Strange term in address failure

kren1 commented 7 years ago

I've come across a possible bug in fuzzball.

Given a program like:

#include <stdint.h>
uint32_t g_54 = 0;
uint32_t g_56 = 3162800460;

static uint32_t magic_symbols[4] = {0,0,0,3};

void main ( void ) {
    g_54 = *magic_symbols;
    if( g_54 < 0 || g_54 > 0) {
        exit(0);
    }
    g_56 ^= 0 < g_54;

    printf("g_56: %u\n", *(&g_56));
}

If I run it with FuzzBALL like so:

#expanded version
fuzzball -solver-path .../stp/build/stp -linux-syscalls -symbolic-string 0x0804a01c+16 ./a.out -- a.out
#or non fixed address one
gcc test.c && fuzzball -solver-path .../stp/build/stp -linux-syscalls $(objdump -D a.out | grep -P "magic_symbols"  | awk '{print  "-symbolic-string 0x"i $1 "+16"}' | tail -n1 |  head -n1) ./a.out -- a.out

I get

Fatal error: exception Failure("Strange term  cast(cast(t2_36409:reg32_t)L:reg8_t)U:reg32_t ^ 0xbc84814c:reg32_t  in address")

Running the same executable natively works fine. Could anyone shed some light on the issue?

Gcc version is: gcc version 4.6.3 (Ubuntu/Linaro 4.6.3-1ubuntu5).

I'm also including the actual binary: strangeTerm.zip

smcc commented 7 years ago

Sorry for being slow in responding to this. I looked into it a bit, and what was going on seemed rather complicated, so it's been hard finding time to give you a more complete answer.

Certainly that sort of failure output is something we'd like to avoid happening, but as I've investigated so far, nothing raised by this example is an obvious bug; it's coming from the interaction of a sequence of behaviors each of which is usually OK on its own.

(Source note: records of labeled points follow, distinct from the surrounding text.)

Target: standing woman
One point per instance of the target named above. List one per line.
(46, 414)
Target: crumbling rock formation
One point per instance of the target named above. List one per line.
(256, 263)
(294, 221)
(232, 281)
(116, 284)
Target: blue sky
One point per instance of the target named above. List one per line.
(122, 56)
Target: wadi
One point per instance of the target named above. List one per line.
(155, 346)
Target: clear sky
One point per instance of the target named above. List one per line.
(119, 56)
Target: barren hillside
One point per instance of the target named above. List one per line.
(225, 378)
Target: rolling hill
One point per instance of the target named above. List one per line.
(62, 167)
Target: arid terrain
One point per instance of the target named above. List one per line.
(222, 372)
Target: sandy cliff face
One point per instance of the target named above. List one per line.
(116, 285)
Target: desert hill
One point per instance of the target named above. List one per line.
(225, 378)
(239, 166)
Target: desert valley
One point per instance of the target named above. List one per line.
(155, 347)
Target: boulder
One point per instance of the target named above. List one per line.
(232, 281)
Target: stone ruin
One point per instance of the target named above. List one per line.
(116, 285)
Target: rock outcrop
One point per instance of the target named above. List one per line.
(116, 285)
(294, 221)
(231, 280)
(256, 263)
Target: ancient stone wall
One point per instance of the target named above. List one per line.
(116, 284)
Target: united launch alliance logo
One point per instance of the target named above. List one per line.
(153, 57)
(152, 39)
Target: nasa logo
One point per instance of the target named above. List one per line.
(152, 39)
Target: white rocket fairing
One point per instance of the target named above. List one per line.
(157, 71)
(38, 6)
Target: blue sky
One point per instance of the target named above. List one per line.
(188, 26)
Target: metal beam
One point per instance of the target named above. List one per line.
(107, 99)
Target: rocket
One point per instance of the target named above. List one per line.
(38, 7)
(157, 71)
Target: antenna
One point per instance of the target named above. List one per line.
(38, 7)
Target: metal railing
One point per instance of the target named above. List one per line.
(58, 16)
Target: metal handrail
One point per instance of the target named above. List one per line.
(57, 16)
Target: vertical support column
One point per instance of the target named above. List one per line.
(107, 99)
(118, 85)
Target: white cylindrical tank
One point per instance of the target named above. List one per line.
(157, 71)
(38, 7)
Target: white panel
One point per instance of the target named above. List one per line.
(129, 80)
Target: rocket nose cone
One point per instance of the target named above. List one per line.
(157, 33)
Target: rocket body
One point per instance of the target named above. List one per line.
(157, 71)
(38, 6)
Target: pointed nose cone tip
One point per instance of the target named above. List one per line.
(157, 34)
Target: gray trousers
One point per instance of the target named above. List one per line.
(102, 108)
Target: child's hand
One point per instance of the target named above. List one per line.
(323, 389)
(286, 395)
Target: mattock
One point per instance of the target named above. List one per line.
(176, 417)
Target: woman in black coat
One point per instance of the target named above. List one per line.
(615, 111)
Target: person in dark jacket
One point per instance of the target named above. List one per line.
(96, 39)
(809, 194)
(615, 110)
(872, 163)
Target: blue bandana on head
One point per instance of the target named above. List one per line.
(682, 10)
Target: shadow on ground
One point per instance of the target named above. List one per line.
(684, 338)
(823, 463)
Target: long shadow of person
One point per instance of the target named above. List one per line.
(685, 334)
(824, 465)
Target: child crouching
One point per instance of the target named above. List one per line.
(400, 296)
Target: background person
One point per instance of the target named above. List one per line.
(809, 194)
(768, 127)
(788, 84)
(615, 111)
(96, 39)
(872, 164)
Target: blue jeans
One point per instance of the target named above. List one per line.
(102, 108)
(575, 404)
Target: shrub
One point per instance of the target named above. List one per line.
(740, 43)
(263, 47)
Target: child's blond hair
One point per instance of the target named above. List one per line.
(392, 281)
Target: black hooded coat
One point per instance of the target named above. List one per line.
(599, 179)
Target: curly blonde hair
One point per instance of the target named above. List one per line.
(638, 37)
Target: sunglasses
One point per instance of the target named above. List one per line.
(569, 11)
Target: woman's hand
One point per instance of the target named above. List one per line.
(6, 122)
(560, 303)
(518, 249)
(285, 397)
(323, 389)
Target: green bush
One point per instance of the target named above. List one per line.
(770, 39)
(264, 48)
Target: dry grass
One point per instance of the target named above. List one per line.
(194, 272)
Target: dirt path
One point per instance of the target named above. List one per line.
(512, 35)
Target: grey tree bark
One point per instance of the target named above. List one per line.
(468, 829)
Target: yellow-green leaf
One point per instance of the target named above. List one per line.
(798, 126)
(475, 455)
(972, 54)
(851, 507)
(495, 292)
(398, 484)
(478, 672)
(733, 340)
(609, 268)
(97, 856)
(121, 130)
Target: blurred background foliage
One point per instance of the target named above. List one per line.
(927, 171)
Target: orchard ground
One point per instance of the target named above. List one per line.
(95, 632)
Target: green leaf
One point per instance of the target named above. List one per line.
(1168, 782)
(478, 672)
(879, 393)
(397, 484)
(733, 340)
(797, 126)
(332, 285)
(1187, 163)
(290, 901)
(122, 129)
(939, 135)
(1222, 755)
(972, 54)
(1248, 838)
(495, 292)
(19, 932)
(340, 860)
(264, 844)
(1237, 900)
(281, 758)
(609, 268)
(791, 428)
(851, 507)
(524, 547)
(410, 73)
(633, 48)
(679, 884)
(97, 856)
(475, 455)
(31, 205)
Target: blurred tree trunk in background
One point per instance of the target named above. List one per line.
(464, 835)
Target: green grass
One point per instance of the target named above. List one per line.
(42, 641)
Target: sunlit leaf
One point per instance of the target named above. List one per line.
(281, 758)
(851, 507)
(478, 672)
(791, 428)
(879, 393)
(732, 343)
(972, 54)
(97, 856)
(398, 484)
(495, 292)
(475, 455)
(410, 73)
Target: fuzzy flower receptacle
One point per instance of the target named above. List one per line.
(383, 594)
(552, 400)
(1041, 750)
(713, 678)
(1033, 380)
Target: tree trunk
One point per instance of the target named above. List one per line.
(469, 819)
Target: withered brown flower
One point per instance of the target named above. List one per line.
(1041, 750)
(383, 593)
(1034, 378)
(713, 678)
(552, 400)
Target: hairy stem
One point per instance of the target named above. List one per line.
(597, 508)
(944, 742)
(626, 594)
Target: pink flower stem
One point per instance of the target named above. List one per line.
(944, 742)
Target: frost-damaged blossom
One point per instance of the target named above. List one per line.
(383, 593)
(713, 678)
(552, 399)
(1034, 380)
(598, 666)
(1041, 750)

This does mean though that there are a lot of possible workarounds. Perhaps you've already worked around the problem for your own usage, and without context some workarounds might be better than others.

I think my most general comment that gets at a workaround is that part of the reason this weird behavior is happening is that printf is part of the code that FuzzBALL is symbolically executing. This is something that often surprises new FuzzBALL users, because from the source level we often think of printf as being an uninteresting black-box, but because FuzzBALL executes the whole binary and doesn't distinguish between the main program and libraries, the complexity of printf affects FuzzBALL's analysis. In a round-about way, the path that leads to the error message is also specifically related to the fact that printf is printing the result in decimal. So one simple workaround, that often helps performance in other cases as well, would be to use hex or octal printing in printf instead.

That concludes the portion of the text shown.